Do you still believe in Baltimore?

The 200th anniversary of the War of 1812 is upon us here in Baltimore.

The tall, wooden sailing ships of many nations are in the harbor, decked out like peacocks for the celebration.  The war brought to eminence American naval prowess against the British and opened the path of expansion for this nation in our many times cruel and unbridled march to the Pacific coast.

The war also signaled to the Europeans that indeed, the U.S. was going to do things its own way, not theirs.   That the Native American culture and people who once populated this land would be all but annihilated in the march was, in its time, a small price to pay for those who believed in the American republic.  Dishonorable and murderous behavior be damned they thought, for we are the Americans and we have an edict under Providence!

It may be hard for us to think in terms as those set out by our ancestors of the 19th century.  Still, we must.  It may also be wise to take a moment and look at what this ‘rights of the individual without King’ nation was in 1812.

In 16 states, there were 7.2 million Americans and almost 1.2 million of us were slaves.  Half of us, women would not get the vote for more than 100 years to come while landless white men had only recently gotten that right.  The Civil War and Emancipation were still 50 years in the future as was the onset of waves of immigrants, by the millions, from a much poorer Europe.  To some, the world of 1812 was the ideal America.  For others, it was but a baseline of things to come in that linear yet inexact work of creating a ‘more perfect Union’.

In 2002,  then- Baltimore Mayor Martin O’Malley started a campaign called ‘Believe.’  His administration plastered huge ‘Believe’ banners and stickers all over town along with t-shirts in the hope of inspiring this city to begin again the process of trust in itself.  ‘Believe’ faced a host of criticism from cynics and those who thought it a public relations ploy to keep the public’s eye off what O’Malley might be up to.  Yet, in the years since its inception, with other campaigns having come and gone, O’Malley’s campaign is most remembered.

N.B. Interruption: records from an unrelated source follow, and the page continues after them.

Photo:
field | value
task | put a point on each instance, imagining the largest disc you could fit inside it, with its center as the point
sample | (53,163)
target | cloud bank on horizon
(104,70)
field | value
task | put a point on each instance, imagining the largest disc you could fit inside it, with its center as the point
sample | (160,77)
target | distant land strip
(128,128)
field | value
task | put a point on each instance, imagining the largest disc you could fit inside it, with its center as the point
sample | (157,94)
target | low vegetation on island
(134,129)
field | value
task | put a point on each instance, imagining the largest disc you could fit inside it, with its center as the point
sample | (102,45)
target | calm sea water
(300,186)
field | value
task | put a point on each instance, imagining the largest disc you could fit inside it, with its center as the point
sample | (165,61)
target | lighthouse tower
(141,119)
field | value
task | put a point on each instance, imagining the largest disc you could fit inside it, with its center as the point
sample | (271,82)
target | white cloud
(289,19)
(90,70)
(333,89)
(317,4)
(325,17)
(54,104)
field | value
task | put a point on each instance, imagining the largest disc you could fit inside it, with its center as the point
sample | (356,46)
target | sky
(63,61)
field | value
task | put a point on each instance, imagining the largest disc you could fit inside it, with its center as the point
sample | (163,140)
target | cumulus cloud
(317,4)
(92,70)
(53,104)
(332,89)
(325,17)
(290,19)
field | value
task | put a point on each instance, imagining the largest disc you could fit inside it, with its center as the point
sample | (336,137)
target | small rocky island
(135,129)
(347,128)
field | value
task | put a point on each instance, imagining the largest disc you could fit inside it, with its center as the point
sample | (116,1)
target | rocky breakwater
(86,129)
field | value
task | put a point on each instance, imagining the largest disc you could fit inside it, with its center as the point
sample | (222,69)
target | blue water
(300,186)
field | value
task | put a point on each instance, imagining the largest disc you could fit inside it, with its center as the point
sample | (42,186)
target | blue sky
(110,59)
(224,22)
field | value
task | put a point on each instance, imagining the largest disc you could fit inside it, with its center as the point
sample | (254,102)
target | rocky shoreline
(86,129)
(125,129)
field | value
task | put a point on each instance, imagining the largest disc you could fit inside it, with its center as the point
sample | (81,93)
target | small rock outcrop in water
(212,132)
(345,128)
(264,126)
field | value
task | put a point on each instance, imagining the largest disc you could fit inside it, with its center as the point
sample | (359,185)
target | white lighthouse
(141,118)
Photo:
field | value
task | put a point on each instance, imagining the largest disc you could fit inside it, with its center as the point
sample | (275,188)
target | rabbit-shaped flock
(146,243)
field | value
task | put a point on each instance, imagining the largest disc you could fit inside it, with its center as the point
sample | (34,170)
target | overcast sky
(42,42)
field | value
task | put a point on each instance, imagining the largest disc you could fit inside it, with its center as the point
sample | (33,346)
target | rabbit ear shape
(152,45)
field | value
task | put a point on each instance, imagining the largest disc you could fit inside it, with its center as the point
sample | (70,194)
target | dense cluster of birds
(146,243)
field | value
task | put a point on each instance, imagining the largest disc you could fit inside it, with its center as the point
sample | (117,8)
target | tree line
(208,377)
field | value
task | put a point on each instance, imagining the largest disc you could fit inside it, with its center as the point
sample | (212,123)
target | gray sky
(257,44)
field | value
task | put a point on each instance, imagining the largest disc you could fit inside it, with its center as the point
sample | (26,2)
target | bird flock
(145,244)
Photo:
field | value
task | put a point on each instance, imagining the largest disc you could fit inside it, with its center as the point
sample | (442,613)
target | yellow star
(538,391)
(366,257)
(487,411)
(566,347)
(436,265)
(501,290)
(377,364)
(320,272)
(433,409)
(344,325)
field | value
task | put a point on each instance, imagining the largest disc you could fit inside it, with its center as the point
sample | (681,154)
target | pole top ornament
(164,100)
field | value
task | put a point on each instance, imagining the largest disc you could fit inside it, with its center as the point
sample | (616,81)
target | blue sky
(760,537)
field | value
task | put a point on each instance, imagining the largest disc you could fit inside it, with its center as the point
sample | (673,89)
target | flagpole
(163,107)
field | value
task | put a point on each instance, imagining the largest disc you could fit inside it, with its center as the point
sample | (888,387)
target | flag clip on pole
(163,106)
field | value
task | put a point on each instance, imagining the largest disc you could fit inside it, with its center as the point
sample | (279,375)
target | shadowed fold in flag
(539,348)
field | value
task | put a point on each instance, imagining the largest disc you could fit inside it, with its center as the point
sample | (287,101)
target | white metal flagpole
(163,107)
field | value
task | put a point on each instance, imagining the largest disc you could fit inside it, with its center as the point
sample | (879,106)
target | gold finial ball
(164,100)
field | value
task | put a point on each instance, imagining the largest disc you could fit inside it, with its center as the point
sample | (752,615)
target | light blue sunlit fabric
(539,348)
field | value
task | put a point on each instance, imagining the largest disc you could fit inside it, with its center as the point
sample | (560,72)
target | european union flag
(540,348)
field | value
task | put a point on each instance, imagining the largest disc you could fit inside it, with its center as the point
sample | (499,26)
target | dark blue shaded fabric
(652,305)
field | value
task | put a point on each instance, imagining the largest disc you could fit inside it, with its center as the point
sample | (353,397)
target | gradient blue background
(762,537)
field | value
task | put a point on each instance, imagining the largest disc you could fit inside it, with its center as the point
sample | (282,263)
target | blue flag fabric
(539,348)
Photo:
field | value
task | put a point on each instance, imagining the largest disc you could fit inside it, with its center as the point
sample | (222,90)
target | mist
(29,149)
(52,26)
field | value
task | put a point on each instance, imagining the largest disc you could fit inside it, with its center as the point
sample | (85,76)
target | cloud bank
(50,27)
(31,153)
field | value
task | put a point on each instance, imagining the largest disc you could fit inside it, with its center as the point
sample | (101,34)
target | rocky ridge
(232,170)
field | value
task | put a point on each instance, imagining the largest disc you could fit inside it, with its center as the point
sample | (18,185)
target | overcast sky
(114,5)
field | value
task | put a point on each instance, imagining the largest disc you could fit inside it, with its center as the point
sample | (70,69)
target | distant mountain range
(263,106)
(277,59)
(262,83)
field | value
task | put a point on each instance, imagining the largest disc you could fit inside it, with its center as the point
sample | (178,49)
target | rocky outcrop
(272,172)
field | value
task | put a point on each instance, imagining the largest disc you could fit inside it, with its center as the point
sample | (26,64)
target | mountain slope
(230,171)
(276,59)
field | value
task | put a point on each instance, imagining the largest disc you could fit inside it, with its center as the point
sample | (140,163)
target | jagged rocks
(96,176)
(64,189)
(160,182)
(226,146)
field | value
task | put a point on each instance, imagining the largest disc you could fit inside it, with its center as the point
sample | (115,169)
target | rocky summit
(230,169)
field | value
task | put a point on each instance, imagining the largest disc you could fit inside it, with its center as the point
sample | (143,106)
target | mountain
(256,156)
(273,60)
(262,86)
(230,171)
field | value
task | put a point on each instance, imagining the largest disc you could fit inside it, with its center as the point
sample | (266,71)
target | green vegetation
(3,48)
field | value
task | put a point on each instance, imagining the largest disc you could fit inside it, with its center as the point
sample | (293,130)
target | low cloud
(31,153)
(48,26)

‘Believe’ with its unabashed, one word approach left itself open to attack.   The ’Big Apple’ campaign in New York in the 1970’s suffered similar abuse for its hopefulness.  Even the Rolling Stones partook in the feeding frenzy with their tune, ‘Shattered’.

‘Go ahead, bite the red apple, don’t mind the maggots’ sang Jagger.

Baltimore did much the same.  We still see ‘Baltimore Behave’ bumpers stickers and director John Waters jokingly changed the lettering of his banner to read ‘Be Evil’.

Wisecracks and good songs aside, the point was to be hopeful if even a little naïve where no one else was.  Ask any person of faith, when you believe and have hope, you leave yourself open to abuse.

It was during Fleet Week, many years ago now, that my father and I encountered five Japanese sailors asking directions to the harbor.  These young guys, younger than I was then, directed their questions to my father as a sign of respect for the elder of us.  When I realized my father had suddenly turned red, obviously nervous and unable to answer the sailors, I quickly piped up, giving them directions and bidding them adieu for us both.

I then sat my father down on a park bench.  It took several minutes for him to relax and explain his reaction.  He hadn’t seen a young Japanese sailor since he was their age and fighting them almost fifty years earlier.  It was then that he reminded me of the first Japanese soldier he ever saw.  It was in New Guinea.  He was dead, spiked through his head to a tree with an Australian bayonet.  That was early 1943, his first days overseas and it was then he understood what kind of war he was going to be a part of.

One hundred thirty years stood between the War of 1812 and when my father landed in New Guinea.  In 1812, many black American men chose to fight with the British against the option of continued enslavement and women as yet had little legal standing.  A nation born of the decision that the divine right of kings was wrong was only beginning to understand what was right about republic.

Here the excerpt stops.